Was macht ein gutes Netzwerk aus? Für Huemann sind es mehrere Faktoren: regelmäßige Treffen, Kontakt zu Vorbildern und Mentoren und Zugang zu Ressourcen und Jobs. Vor allem aber gehe es darum, Vertrauen aufzubauen. „Im Female Leaders Network der WU Executive Academy kann ich mich frei mit Frauen über Themen austauschen, mit denen wir in Führungspositionen konfrontiert sind“, so Schweighofer, die im Board des Netzwerks sitzt.
Sie selbst hat sich mehrere Netzwerke aufgebaut. Sie ist nicht nur Teil des Female Leaders Network, sondern hat mit anderen Eltern ein Elternnetzwerk aufgebaut, dessen Mitglieder sich gegenseitig bei der Kinderbetreuung helfen. Sie betont, dass gemischte Netzwerke mit Frauen und Männern genauso wichtig sind wie reine Frauennetzwerke.
Mentoring spiele ebenso eine Schlüsselrolle – Huemann selbst hatte in ihrer Karriere männliche Mentoren, die sie gefördert haben. Heute nimmt sie vor allem Studentinnen unter ihre Fittiche: „Wenn ich von jemandem das Potenzial sehe, dann möchte ich das auch fördern.“ Sie zitiert Studien, die zeigen: Wer in der eigenen Karriere einen Mentor hatte, wird mit höherer Wahrscheinlichkeit selbst zum Mentor.
Huemann sieht aber durchaus positive Entwicklungen: Frauen in Führungspositionen werden nicht nur mehr, Männer gehen heute auch öfter in Karenz als noch vor 30 Jahren. „Ein Freund von mir war vor 30 Jahren der erste Mann in seinem Unternehmen, der in Karenz gegangen ist.
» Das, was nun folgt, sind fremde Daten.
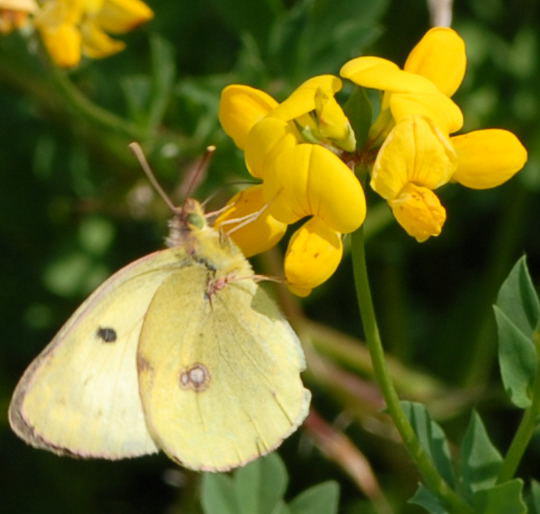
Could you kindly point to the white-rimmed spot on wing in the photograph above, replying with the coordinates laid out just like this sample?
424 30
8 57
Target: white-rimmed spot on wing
255 398
80 396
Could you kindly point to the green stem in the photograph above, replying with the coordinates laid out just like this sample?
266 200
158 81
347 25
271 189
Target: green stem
526 428
429 473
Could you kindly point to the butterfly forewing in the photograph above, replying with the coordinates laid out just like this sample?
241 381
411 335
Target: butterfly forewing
80 395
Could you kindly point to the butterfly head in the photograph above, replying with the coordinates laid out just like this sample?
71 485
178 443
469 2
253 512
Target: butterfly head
188 219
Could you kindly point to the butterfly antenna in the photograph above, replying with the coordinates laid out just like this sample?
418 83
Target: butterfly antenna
202 165
139 154
227 185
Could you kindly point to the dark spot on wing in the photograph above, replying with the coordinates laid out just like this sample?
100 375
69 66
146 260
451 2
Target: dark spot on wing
106 334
Er musste das wirklich durchboxen“, erzählt Huemann. Heute sei das in vielen Unternehmen selbstverständlicher geworden. Im Schnitt sind es aber nach wie vor Frauen, die länger und öfter in Karenz gehen. Es geht also in die richtige Richtung – das Tempo ist allerdings nach wie vor langsam.